DC Lite #503

The Tech sector's contribution to S&P 500 operating earnings is expected to rise above 30% by Q4'26

Welcome back to DC Lite: Daily Chartbook’s free, entry-level newsletter containing 5 of the day’s best charts & insights.

1. Existing home sales. Sales of existing homes rose 0.5% MoM in November to 4.13 million (annualized), marking the third consecutive increase and the most since February. The median sale price increased 1.2% YoY (second slowest pace in +2 years) to $409,200.

2. Unemployment. "Despite the unemployment rate rising for 31 months, this has been one of the slowest increases in unemployment in history. Many factors at play that are contributing to this, and how one would expect a trend of rising unemployment in a k-shaped economy, rather than in a broadly-weak economic backdrop."

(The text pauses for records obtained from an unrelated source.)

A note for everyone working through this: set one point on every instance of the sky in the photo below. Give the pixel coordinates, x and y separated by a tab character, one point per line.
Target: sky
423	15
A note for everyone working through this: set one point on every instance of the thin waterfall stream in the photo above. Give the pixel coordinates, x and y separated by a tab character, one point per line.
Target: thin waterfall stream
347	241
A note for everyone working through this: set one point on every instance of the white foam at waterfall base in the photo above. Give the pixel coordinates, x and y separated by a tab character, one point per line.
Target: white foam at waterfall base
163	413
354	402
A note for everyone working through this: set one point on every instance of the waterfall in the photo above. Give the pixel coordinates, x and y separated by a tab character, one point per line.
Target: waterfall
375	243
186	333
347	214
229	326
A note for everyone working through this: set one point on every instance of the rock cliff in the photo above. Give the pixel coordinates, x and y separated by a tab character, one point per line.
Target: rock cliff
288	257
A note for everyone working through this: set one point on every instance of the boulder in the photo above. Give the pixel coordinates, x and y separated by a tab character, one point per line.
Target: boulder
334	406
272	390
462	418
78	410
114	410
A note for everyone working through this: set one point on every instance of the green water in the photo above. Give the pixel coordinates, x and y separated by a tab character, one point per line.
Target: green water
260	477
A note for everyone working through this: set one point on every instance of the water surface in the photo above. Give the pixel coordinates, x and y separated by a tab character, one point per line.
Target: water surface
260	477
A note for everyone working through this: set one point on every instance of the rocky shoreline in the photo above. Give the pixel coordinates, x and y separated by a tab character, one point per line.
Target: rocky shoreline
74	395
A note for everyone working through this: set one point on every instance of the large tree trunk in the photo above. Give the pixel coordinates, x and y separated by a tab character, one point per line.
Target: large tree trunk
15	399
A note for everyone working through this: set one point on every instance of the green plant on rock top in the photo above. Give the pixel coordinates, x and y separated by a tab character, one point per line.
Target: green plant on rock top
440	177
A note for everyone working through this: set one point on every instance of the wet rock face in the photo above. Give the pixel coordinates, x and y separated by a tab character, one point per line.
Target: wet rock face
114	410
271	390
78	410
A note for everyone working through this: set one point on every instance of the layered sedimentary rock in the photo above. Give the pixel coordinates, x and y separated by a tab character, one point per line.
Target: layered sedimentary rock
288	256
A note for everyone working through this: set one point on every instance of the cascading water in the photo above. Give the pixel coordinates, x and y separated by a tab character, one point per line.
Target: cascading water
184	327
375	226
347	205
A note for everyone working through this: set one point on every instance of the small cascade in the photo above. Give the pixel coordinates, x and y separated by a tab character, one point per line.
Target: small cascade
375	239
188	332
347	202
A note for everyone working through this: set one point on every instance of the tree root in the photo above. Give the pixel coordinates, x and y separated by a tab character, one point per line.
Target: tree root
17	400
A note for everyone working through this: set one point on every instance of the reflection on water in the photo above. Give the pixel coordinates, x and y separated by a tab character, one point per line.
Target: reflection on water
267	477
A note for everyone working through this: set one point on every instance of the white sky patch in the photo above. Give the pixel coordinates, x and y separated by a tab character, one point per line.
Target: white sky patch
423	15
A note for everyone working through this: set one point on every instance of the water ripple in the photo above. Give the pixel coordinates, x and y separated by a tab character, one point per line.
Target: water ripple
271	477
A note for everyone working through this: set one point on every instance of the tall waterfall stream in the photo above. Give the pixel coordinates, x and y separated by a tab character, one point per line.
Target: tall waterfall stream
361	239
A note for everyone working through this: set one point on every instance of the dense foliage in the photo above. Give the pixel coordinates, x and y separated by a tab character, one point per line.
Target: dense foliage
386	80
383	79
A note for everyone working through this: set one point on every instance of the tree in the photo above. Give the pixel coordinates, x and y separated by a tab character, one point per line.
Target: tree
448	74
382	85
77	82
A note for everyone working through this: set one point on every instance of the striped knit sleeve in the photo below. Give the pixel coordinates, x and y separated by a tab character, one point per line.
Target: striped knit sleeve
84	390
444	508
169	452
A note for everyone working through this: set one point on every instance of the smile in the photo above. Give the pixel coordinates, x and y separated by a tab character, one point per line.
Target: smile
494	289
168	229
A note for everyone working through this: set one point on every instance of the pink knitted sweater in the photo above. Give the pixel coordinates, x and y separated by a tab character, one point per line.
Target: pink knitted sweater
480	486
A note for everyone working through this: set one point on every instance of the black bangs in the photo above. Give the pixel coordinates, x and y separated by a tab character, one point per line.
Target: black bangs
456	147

3. NDX vs. MOVE. New cycle lows in interest rate volatility (inverted) could pave the way to new highs for stocks.

4. CY26 growth estimates. The S&P 500 is expected to grow its top and bottom lines by 15% and 7.2%, respectively. Both are comfortably above their 10-year trailing average growth rate.

5. Earnings contribution. And finally, the Tech sector's contribution to S&P 500 operating earnings is expected to rise above 30% by Q4'26.